During the February 2023 Turkey-Syria earthquakes, people looked for explanations. As scientists, we did our best to share our knowledge in a way that reached and connected with people beyond the scientific community. We did this through communicating uncertainties, and by listening to and learning from our audiences’ questions, concerns, and ideas.
On February 6th, 2023, a tectonic chain reaction began at the plate boundary between the Anatolian, Arabian, and African plates. The figures are unfathomable: more than 50,000 people dead, some 150,000 injured, thousands missing, millions homeless. Two major earthquakes (Mw7.8 on the East Anatolian Fault and Mw 7.6 on the Çardak Fault1,2 rocked Turkey and Syria and turned entire cities into mounds of rubble. According to estimates of the World Bank, the immediate damage in Turkey and Syria is estimated at US$34 billion3 and US$5 billion4, respectively, which equals around 4% of Turkey’s and 10% of Syria’s annual economic output. But the indirect cost of the quake is much higher, and recovery will be neither easy nor quick.

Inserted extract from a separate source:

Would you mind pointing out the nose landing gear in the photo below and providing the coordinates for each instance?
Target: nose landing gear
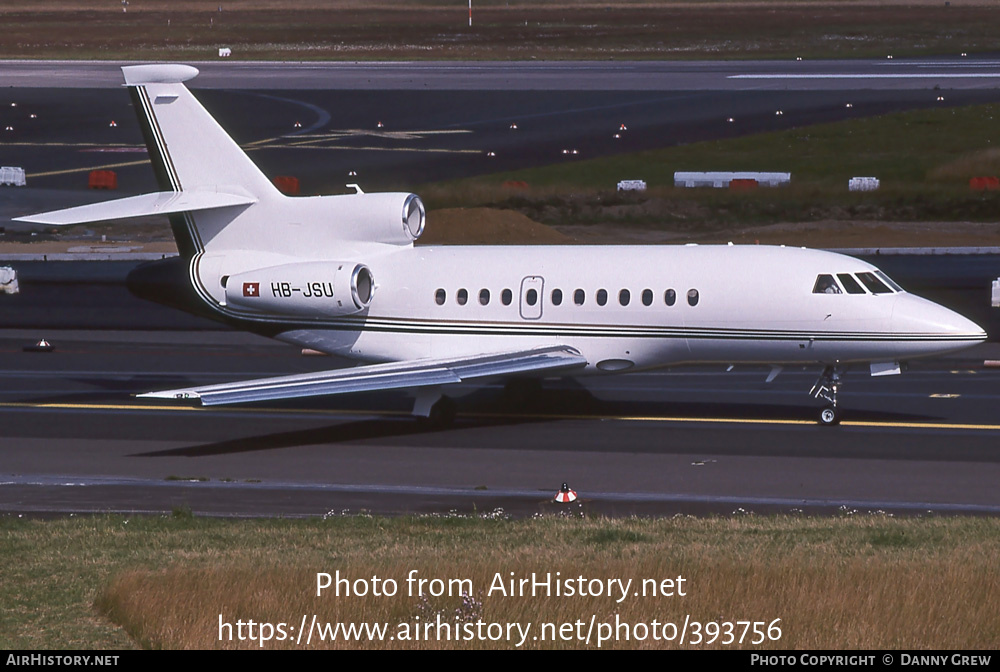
(825, 388)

As the 19th-century essayist Ralph Waldo Emerson wrote, “We learn geology the morning after the earthquake”5, and indeed, the events in Turkey and Syria set off a parallel chain reaction of interaction between scientists and the public: seismologists, geologists, geophysicists, and engineers from around the world shared data and interpretations on social media; Turkish colleagues on the ground contributed field observations (Figs. 1 and 2) and expertise. The shaking had barely stopped, when data sharing and discussion on Twitter amongst scientists began.
Social media platforms offer scientists opportunities to publish content quickly and widely, well beyond their networks of peers. As three Earth scientists who work on timescales ranging from minutes to millions of years, we share our personal experiences with communicating science on social media, for an audience beyond our scientific networks following the sequence of earthquakes in Turkey and Syria. We discuss the opportunities and challenges with this fast-paced media landscape, suggest strategies we found useful, and highlight pitfalls that face researchers interested in science communication in the wake of disasters.
As Earth scientists, understanding an earthquake event means incorporating knowledge from seismology, paleoseismology, remote sensing, structural geology, archaeology, tectonics, computational geophysics, and more; no one person can be expert in all these subdisciplines. This alone is a compelling reason to have scientists from different fields freely sharing their respective sources of information and expertise6. In the recent earthquakes, we witnessed an additional dimension: the suffering and uncertainty of millions who suddenly experienced violent fault movement. The impact of an earthquake creates both a need for reaching the population that was immediately impacted, and addressing the heightened interest in earthquakes by people around the world, especially people in other earthquake prone regions. This attention post-disaster can be an important opportunity to start scientific conversations about earthquake science, preparedness, and resilience.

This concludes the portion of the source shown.